Claro, tudo isso veste a máscara do engraçado, engraxado pelos trocadalhos pra carilho que fazem a festa semântica consagrada pelo co(r)po e vinho que constituem o texto. Mas, comprovando o que a filosofia sempre discutiu, não basta querer abria a caixa (em lugares mais honestos, a boceta) de Pandora para que o humor monte banca e cartório, exigindo gargalhadas e aplausos. Somente a Literatura, com inicial capitular, pode acreditar nessa possibilidade; somente o texto comprometido com algo mais é que não capitula diante da vontade de realizar essa proeza. O romance escrito por Nêumanne Pinto não se enquadra nessas categorias. Como ensinam os clássicos imemoriais: muitos são os chamados e poucos os escolhidos.

Enfim, para resumir toda essa bagunça, as múltiplas vozes que o leitor escruta em O silêncio do delator (um oximoro prêt­-à-porter) se confundem com a voz do detrator, com a voz maledicente, difamatória, incorrigivelmente movida pela mágoa de ter passado em brancas nuvens enquanto a vida fervilhava.

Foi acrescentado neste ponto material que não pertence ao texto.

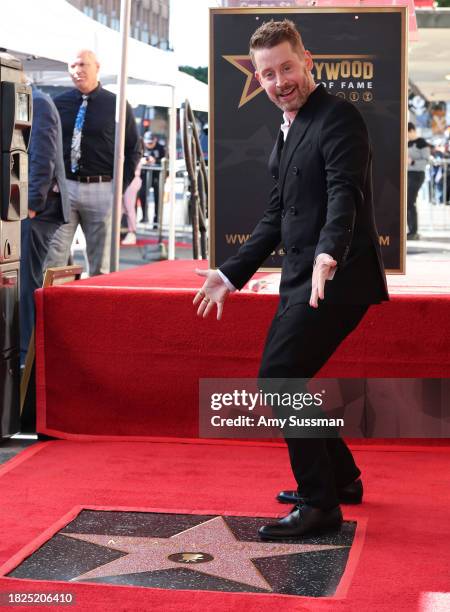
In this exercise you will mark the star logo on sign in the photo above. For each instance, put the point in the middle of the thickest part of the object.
(209, 548)
(251, 87)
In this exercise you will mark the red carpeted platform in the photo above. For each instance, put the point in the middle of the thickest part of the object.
(122, 354)
(403, 557)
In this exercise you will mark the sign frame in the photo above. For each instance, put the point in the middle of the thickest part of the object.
(403, 88)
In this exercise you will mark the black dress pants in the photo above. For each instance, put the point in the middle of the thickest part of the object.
(300, 341)
(36, 235)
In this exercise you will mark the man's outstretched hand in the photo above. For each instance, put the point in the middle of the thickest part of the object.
(214, 291)
(323, 270)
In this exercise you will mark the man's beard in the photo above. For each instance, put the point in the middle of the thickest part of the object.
(301, 95)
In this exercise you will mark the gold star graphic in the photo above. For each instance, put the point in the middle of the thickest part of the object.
(251, 88)
(209, 548)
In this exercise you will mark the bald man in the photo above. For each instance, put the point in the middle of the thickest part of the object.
(88, 123)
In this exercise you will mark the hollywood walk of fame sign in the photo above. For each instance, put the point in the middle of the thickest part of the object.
(352, 61)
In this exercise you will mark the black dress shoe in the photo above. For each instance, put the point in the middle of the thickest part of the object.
(350, 494)
(301, 521)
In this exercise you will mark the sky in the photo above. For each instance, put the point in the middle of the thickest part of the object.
(189, 30)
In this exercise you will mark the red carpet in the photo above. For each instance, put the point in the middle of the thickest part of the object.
(405, 552)
(121, 354)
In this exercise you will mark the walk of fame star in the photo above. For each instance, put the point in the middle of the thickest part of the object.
(209, 548)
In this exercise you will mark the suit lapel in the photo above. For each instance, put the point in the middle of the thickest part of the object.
(297, 131)
(274, 159)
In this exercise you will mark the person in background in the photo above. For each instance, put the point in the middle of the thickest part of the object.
(129, 205)
(154, 151)
(88, 123)
(48, 206)
(418, 157)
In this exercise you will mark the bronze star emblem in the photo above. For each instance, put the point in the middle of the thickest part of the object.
(209, 548)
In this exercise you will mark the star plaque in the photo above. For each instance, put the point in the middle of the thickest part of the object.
(179, 551)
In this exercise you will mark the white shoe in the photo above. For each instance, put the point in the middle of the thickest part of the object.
(130, 238)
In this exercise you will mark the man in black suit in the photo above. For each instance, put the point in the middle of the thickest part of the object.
(48, 206)
(321, 210)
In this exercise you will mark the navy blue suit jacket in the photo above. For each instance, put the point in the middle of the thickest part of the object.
(45, 155)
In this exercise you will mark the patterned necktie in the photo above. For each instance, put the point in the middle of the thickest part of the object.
(75, 149)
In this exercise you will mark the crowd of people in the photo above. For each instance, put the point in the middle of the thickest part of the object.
(425, 160)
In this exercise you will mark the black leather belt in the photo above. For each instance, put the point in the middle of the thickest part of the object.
(92, 179)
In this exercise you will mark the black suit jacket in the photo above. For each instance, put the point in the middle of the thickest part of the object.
(321, 203)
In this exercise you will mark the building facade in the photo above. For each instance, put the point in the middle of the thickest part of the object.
(149, 18)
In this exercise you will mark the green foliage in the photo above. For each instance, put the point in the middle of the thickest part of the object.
(200, 73)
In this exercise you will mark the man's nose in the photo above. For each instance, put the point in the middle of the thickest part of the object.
(280, 81)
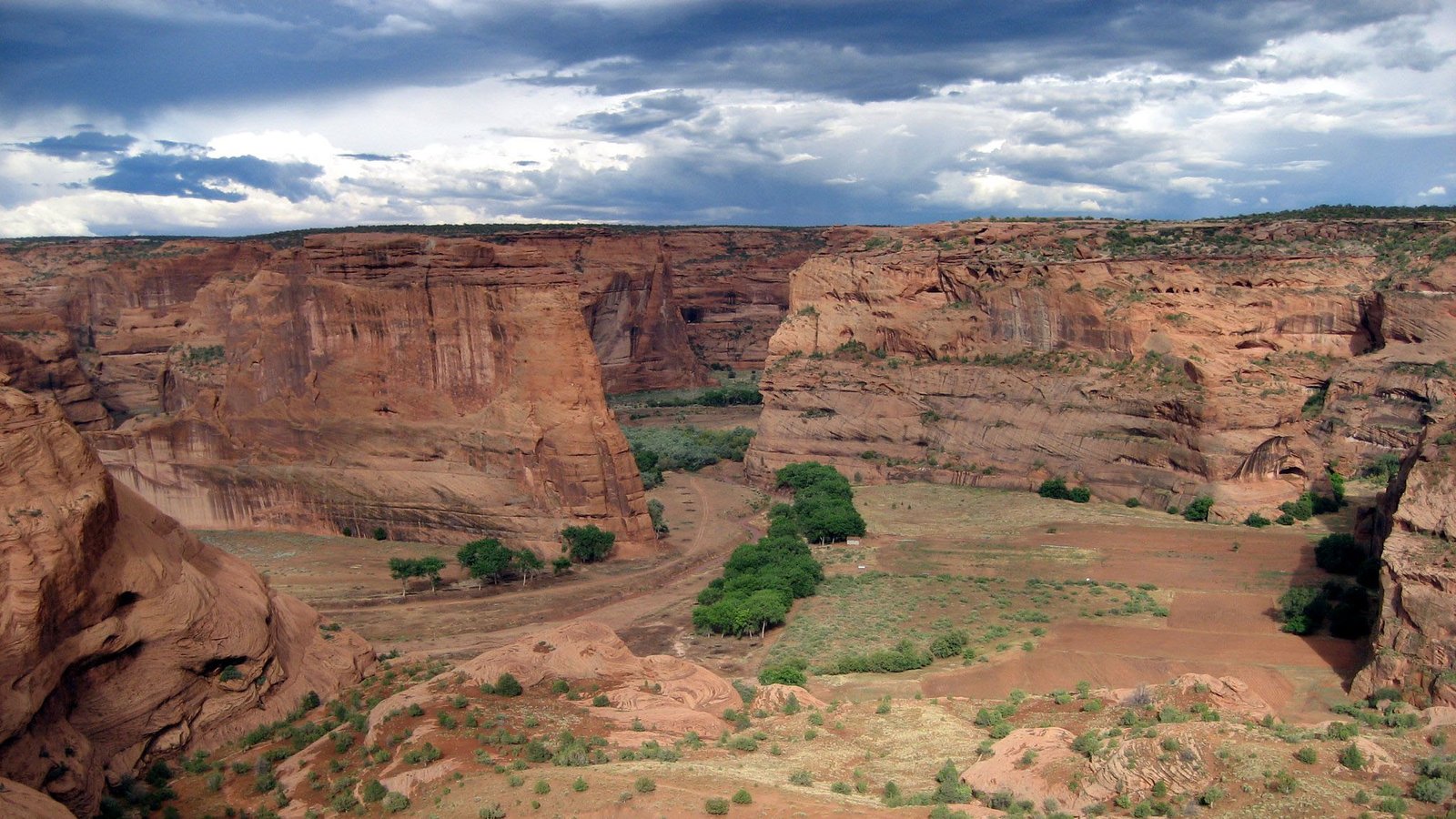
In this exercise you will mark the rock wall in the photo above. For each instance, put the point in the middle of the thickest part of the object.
(1157, 361)
(1416, 634)
(434, 387)
(116, 625)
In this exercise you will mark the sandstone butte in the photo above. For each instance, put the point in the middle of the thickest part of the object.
(448, 387)
(1239, 360)
(437, 388)
(123, 637)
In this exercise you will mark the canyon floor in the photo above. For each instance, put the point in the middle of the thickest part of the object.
(1056, 598)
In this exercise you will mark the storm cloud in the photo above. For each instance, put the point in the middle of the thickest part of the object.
(271, 114)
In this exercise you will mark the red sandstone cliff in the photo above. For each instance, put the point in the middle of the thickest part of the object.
(1416, 632)
(436, 387)
(1235, 360)
(116, 624)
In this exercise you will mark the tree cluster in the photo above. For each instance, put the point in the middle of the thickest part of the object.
(823, 508)
(491, 561)
(757, 586)
(683, 448)
(405, 569)
(587, 544)
(1057, 489)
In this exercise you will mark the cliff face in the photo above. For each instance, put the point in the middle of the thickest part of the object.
(116, 625)
(1416, 636)
(433, 387)
(1235, 360)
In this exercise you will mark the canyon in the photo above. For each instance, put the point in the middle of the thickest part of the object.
(449, 385)
(415, 385)
(126, 639)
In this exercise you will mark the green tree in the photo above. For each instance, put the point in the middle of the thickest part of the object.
(1055, 489)
(1198, 509)
(528, 564)
(485, 559)
(402, 569)
(589, 544)
(654, 511)
(431, 567)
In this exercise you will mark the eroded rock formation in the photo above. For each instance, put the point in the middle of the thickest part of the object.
(123, 637)
(1416, 634)
(1154, 361)
(433, 387)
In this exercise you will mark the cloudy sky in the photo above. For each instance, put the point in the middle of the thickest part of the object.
(230, 116)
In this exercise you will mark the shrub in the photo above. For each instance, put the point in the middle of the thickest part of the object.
(373, 792)
(1281, 782)
(1303, 610)
(683, 448)
(1087, 743)
(950, 644)
(786, 673)
(1353, 758)
(1339, 554)
(587, 544)
(654, 509)
(1431, 790)
(507, 685)
(1198, 509)
(1055, 489)
(1382, 468)
(1392, 804)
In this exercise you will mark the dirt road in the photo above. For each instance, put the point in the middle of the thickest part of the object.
(710, 515)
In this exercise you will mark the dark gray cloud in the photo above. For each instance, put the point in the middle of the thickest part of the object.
(788, 111)
(204, 178)
(85, 145)
(373, 157)
(865, 50)
(644, 114)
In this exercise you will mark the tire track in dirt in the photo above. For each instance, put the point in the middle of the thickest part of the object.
(619, 598)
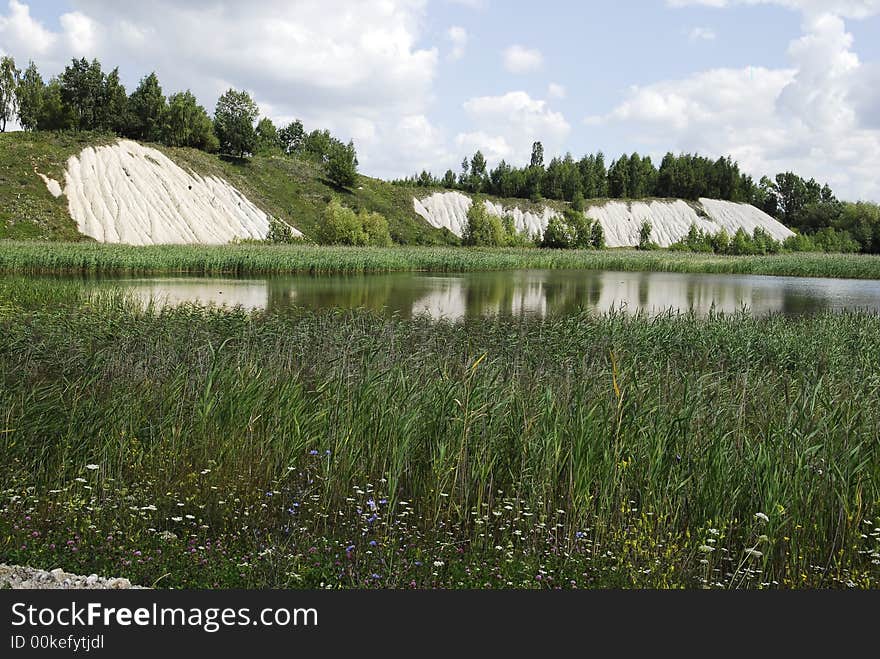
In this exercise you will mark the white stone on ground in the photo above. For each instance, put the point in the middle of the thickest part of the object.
(28, 578)
(621, 220)
(129, 193)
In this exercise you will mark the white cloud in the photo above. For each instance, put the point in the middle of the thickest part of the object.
(845, 8)
(702, 34)
(355, 67)
(812, 118)
(80, 33)
(21, 34)
(519, 59)
(470, 4)
(458, 37)
(505, 126)
(555, 90)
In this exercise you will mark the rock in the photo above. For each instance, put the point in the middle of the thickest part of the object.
(119, 584)
(22, 577)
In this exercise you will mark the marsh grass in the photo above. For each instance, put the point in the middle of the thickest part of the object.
(94, 258)
(212, 447)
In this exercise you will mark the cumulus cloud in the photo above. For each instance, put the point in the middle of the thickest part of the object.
(354, 67)
(505, 126)
(845, 8)
(519, 59)
(702, 34)
(457, 37)
(20, 33)
(555, 90)
(813, 117)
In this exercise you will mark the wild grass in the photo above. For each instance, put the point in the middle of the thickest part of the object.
(94, 258)
(212, 447)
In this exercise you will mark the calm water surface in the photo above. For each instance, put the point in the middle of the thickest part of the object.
(455, 296)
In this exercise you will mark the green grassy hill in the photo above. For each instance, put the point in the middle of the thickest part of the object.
(288, 188)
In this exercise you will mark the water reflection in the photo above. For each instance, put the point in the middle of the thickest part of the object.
(520, 292)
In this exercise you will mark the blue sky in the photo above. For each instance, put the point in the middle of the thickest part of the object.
(777, 84)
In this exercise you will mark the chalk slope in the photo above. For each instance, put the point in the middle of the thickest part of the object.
(670, 219)
(128, 193)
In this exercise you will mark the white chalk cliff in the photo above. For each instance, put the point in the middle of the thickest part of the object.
(128, 193)
(621, 220)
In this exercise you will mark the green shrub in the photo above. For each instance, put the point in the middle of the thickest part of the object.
(645, 242)
(483, 229)
(342, 226)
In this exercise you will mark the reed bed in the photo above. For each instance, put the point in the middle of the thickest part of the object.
(211, 447)
(94, 258)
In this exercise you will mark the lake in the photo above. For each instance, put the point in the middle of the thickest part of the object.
(456, 296)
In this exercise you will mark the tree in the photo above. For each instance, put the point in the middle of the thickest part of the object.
(82, 86)
(234, 120)
(342, 164)
(113, 110)
(340, 226)
(375, 227)
(317, 145)
(478, 172)
(29, 97)
(618, 178)
(54, 114)
(187, 124)
(291, 137)
(267, 136)
(147, 108)
(8, 86)
(537, 155)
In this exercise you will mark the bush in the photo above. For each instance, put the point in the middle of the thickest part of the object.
(375, 227)
(280, 233)
(558, 234)
(597, 235)
(645, 242)
(342, 226)
(483, 229)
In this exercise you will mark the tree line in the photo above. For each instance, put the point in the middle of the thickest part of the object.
(822, 221)
(85, 98)
(633, 176)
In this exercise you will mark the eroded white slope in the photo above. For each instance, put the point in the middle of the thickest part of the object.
(128, 193)
(621, 220)
(449, 210)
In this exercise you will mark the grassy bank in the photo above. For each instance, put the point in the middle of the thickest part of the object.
(94, 258)
(206, 447)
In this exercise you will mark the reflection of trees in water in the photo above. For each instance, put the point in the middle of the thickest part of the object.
(542, 293)
(378, 293)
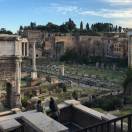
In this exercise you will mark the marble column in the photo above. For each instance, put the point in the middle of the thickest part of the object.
(18, 83)
(62, 70)
(34, 69)
(130, 48)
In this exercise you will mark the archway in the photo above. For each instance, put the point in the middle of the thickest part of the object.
(5, 95)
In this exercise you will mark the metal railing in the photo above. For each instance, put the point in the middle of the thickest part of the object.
(121, 124)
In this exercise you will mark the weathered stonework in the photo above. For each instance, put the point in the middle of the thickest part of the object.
(10, 67)
(129, 33)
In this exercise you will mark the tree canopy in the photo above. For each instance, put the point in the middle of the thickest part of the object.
(71, 27)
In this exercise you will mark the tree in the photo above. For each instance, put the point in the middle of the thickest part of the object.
(81, 26)
(119, 29)
(4, 31)
(71, 26)
(87, 27)
(32, 25)
(127, 81)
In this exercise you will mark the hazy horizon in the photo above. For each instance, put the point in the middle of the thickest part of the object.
(15, 13)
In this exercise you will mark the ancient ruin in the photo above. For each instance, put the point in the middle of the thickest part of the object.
(10, 70)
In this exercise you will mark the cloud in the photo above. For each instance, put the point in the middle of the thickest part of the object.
(118, 2)
(64, 9)
(109, 13)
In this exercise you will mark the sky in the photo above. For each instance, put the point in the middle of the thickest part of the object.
(14, 13)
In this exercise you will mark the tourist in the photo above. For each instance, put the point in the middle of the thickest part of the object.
(39, 106)
(54, 109)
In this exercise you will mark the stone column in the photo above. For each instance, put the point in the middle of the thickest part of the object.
(24, 49)
(62, 70)
(129, 48)
(34, 72)
(27, 49)
(18, 83)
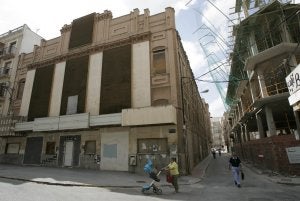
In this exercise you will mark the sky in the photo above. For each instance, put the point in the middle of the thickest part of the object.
(194, 20)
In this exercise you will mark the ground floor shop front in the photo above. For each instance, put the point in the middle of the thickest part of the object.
(113, 148)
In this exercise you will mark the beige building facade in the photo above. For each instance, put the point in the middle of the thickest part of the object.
(108, 94)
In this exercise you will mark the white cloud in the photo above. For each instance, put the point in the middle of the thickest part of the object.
(196, 57)
(216, 107)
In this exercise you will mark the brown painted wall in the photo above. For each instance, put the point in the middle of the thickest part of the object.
(274, 154)
(75, 83)
(41, 91)
(116, 80)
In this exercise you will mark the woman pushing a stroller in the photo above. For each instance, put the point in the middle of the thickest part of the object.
(148, 168)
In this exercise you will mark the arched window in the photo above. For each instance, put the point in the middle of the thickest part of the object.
(21, 86)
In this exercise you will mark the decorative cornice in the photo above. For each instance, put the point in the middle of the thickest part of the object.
(87, 50)
(65, 28)
(102, 16)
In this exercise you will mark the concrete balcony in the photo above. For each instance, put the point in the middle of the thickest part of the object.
(128, 117)
(149, 115)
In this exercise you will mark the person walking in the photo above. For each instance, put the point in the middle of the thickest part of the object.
(173, 168)
(213, 151)
(236, 167)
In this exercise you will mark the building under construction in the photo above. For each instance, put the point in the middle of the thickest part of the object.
(260, 124)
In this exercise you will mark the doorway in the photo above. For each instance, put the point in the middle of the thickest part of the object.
(68, 153)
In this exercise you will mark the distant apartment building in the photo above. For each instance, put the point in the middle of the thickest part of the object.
(217, 135)
(108, 94)
(12, 43)
(261, 125)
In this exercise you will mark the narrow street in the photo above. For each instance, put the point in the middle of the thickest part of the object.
(217, 185)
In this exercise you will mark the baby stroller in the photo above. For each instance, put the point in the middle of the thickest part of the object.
(148, 168)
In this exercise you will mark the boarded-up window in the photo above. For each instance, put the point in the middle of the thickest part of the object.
(90, 147)
(75, 83)
(110, 150)
(116, 80)
(21, 86)
(82, 31)
(153, 145)
(72, 104)
(159, 61)
(50, 148)
(41, 90)
(12, 148)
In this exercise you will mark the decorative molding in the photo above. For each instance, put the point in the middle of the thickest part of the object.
(87, 50)
(65, 28)
(102, 16)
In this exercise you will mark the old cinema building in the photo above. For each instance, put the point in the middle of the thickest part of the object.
(106, 95)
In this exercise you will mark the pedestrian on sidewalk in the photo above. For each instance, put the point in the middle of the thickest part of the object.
(213, 151)
(236, 167)
(173, 168)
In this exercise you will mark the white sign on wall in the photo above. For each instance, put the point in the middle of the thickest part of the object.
(293, 154)
(293, 80)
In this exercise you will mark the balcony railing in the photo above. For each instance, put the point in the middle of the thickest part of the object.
(7, 125)
(7, 52)
(4, 71)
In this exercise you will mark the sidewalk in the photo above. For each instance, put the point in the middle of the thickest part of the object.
(91, 178)
(273, 176)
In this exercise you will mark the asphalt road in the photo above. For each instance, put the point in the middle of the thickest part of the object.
(217, 185)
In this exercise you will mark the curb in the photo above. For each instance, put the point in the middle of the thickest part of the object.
(85, 185)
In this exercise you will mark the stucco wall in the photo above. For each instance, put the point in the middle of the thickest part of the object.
(109, 159)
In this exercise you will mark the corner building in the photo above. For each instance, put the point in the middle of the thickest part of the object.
(107, 94)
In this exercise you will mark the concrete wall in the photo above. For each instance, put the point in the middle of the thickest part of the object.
(94, 84)
(141, 94)
(57, 86)
(114, 150)
(27, 93)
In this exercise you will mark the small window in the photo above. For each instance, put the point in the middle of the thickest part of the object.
(72, 104)
(50, 148)
(90, 147)
(110, 150)
(159, 61)
(21, 88)
(153, 145)
(6, 68)
(12, 47)
(12, 148)
(3, 88)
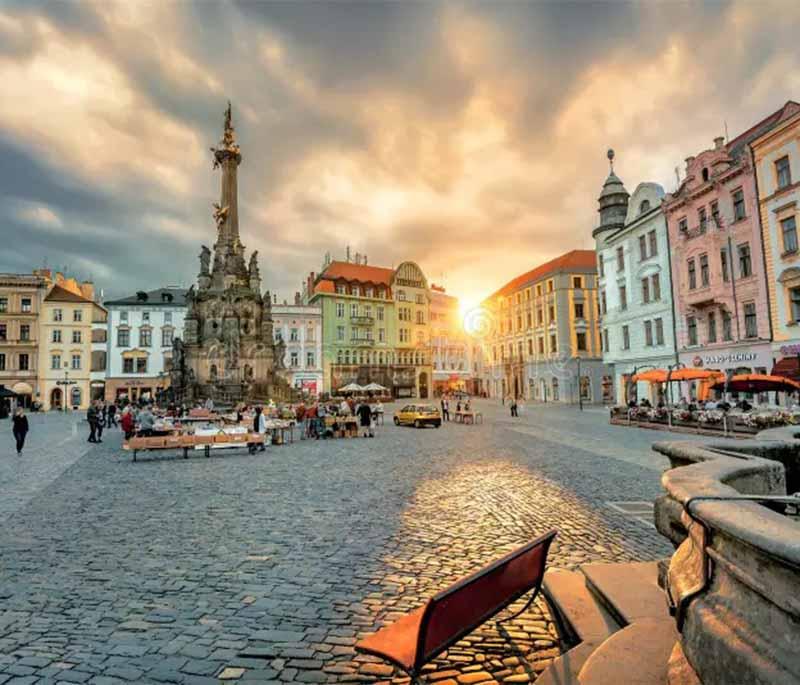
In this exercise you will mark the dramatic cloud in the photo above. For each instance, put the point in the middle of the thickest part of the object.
(469, 137)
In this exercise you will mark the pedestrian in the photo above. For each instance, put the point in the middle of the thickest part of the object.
(91, 417)
(365, 419)
(127, 422)
(20, 428)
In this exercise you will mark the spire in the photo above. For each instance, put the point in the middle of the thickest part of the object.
(613, 202)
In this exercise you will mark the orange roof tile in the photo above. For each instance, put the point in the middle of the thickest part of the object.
(357, 272)
(576, 259)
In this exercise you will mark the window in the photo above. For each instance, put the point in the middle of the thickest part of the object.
(745, 267)
(712, 327)
(738, 205)
(704, 270)
(794, 297)
(783, 172)
(750, 324)
(789, 230)
(723, 260)
(727, 332)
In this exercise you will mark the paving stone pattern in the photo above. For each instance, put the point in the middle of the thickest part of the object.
(268, 568)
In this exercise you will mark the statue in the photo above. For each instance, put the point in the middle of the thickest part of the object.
(205, 260)
(220, 214)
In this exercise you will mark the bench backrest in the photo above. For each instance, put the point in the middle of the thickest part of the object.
(464, 606)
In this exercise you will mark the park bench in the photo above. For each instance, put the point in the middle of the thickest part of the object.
(418, 637)
(186, 442)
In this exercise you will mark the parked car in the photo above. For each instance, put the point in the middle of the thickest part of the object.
(418, 415)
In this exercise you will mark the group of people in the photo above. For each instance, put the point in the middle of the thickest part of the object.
(445, 403)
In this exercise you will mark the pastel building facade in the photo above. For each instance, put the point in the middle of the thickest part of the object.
(299, 326)
(544, 342)
(776, 157)
(718, 263)
(635, 288)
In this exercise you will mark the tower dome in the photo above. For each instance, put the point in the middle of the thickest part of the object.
(613, 202)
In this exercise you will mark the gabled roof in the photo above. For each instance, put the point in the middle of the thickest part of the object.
(357, 272)
(59, 294)
(163, 297)
(571, 261)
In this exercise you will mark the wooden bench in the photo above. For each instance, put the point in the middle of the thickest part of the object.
(418, 637)
(186, 442)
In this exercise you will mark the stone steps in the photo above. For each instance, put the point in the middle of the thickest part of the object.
(615, 618)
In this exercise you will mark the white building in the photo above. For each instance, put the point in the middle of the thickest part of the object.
(300, 327)
(633, 263)
(140, 332)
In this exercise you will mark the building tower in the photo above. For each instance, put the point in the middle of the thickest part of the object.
(613, 203)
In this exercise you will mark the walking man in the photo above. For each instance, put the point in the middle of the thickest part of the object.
(20, 429)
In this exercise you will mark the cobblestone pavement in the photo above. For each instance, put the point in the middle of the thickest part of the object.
(268, 568)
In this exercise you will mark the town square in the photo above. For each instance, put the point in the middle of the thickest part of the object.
(400, 343)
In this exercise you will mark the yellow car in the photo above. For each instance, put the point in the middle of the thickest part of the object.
(418, 415)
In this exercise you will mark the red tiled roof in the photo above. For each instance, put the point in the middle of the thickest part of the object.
(357, 272)
(576, 259)
(59, 294)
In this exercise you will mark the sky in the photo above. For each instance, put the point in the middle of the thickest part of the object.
(468, 137)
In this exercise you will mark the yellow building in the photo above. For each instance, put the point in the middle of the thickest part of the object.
(67, 318)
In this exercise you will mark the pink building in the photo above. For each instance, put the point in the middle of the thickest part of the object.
(718, 272)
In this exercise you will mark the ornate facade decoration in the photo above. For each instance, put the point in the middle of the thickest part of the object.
(227, 351)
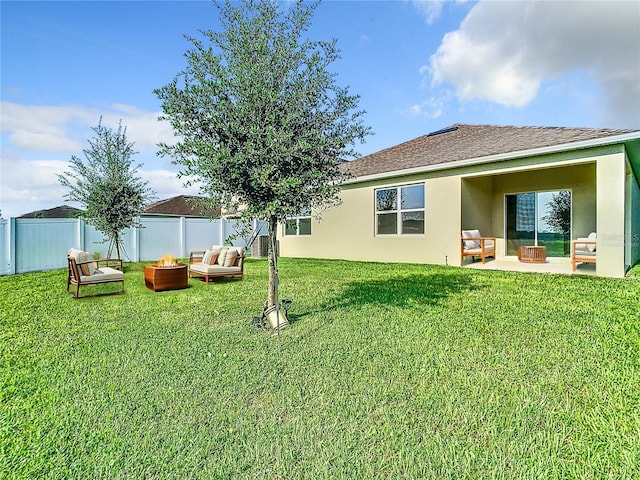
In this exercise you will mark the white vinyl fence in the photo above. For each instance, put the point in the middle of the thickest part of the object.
(28, 245)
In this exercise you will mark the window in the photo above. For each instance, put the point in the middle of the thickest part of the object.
(298, 225)
(403, 217)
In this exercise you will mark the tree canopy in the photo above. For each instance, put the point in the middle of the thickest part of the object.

Tendo como base um fragmento de Arquíloco, A raposa conhece muitas coisas, mas o ouriço conhece uma única grande coisa, é possível afirmar que José Nêumanne Pinto esbanja conhecimento, mas lhe falta o plus que faz a diferença. Espinhos, talvez.


Um comentário:

  1. Excelente crítica. Me deu vontade de ler O silêncio do delator. Obrigado, Raul.